Now at the risk of being a little too personal this Rosh Hashanah evening, I’ll share one thing that comes to mind for me when I think of being embarrassed, and it was actually three years ago today on the Jewish calendar. At Brooklyn Jews services that year, we didn’t have a volunteer to sound the shofar, and I thought, ambitiously, that I could do it. Some of you here might even have been there that morning. I got through the first round of blasts, no problem. But by the second round, I was just struggling so hard to make that thing work. In fairness, it was, basically, a defective shofar. But be that as it may…in front of hundreds of people, I couldn’t make a sound.
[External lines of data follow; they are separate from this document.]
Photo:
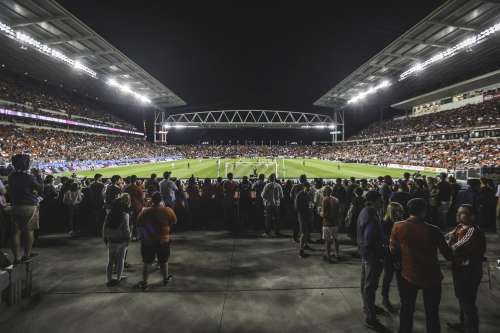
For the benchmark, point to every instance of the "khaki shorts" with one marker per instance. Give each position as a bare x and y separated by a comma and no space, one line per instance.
25,218
329,233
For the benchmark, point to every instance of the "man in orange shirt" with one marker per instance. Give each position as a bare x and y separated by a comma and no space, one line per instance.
136,193
417,243
155,230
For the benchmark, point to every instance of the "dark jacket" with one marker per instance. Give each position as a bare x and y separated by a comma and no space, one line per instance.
22,187
370,237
Thankfully, someone from the congregation came up to save the day, but for the rest of that morning, I was mortified. What kind of rabbi am I supposed to be, if I can’t even blow a shofar? And ever since, even seeing a shofar has been kind of triggering. What made that experience so painful was the presence of hundreds of Brooklyn Jews watching me, and the anxiety of how they would remember me for that moment.
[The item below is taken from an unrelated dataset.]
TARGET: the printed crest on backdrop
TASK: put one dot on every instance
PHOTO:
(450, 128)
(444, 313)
The Talmudic sages teach us that the reason we sound the shofar on Rosh Hashanah is in fact to remember. Not to remember the moments when we’ve slipped up, or embarrassed ourselves in front of hundreds of people…but to remember the horn of the ram that Abraham sacrificed instead of his son, Isaac. By conjuring this memory of Abraham, the Talmud explains that the sound of a ram’s horn reminds God of our people’s connection to Abraham and his abiding faith in God. And therefore, even if we are of little merit, as we say during these holidays, the shofar reminds God that we still deserve to be remembered because of our connection to our biblical forebear whose abundant merit could never be called into question.

Merit. Worth. Value. Our contribution to the world. These are the things that we feel are in doubt when we experience embarrassment or humiliation. We want people to think we’re competent and strong, that we have worth, and that we deserve to leave a good impression. And we work hard to project that image into the world. But when we fail to project only an image of competence, as we inevitably do from time to time, if we say the wrong thing, or fall on our faces, we feel embarrassed. Our judgmental impulse kicks in, telling us we are small. We are imposters, and we are not worthy.

We sound the shofar on this holiday to beg God not to focus on our embarrassing or shameful moments from the past year…but to remember that like Abraham, we, too, always have a baseline of value. Even if we sometimes feel like we’re literally the worst humans on the planet, we sound the shofar to remember that that’s probably not true.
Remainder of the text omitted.